Comment by snickerbockers
6 days ago
>People complain about LLM-generated code being “probabilistic”. No it isn’t. It’s code. It’s not Yacc output. It’s knowable
okay wtf is this weird jab at yacc supposed to be? I generally prefer to write my own LR parsers because it's really not that difficult but I never felt like yacc code was difficult to read or not "probabilistic".
AFAIK most serious compilers don't use yacc either because they need to be able to parse context-dependent grammars, and also reinventing wheels is often worth the effort when the wheel is 50 years old and forces you to make compromises because it also has to support use-cases you are not interested in.

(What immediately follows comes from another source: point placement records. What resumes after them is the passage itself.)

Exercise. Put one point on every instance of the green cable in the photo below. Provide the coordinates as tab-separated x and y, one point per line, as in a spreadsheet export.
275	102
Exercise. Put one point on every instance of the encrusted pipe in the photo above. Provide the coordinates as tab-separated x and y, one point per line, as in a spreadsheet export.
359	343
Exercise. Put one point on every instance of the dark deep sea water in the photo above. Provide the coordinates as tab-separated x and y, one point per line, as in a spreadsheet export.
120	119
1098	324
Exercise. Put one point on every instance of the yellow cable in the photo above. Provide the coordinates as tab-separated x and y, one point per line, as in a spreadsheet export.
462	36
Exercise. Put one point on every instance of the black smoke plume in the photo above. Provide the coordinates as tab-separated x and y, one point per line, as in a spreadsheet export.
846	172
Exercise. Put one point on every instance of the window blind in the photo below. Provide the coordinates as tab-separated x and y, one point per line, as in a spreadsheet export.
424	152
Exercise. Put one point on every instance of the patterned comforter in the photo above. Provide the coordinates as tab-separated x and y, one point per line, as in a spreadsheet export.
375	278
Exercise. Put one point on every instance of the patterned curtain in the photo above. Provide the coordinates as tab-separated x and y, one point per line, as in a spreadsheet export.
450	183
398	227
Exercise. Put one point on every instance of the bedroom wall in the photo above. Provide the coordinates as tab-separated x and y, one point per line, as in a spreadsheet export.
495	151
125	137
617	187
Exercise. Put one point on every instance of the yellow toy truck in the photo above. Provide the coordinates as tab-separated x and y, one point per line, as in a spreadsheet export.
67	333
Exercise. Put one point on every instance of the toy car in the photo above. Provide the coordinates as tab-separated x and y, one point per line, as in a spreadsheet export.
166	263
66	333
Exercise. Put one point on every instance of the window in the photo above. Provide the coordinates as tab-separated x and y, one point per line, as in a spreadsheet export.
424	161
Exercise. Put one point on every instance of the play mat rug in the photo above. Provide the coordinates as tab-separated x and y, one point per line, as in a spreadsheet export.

But again, it's not bad, it does the thing it is designed to do and it does save a lot of effort if you're fine dealing with its limitations.
Only serious complaint I have about Yacc is that the basic posix form has frustrating limitations such as not being able to have two separate yacc instances because they'll declare the same symbols, and I'm fairly certain it's not thread-safe either. Bison fixes some of these while still remaining "probabilistic".
Anyways I'd rather use Yacc+Lex (preferably Bison+flex) to generate my parser than have to go read everything your "agent" wrote with a fine-toothed comb to make sure it didn't introduce any crippling memory corruptions or dangerous ROPportunities.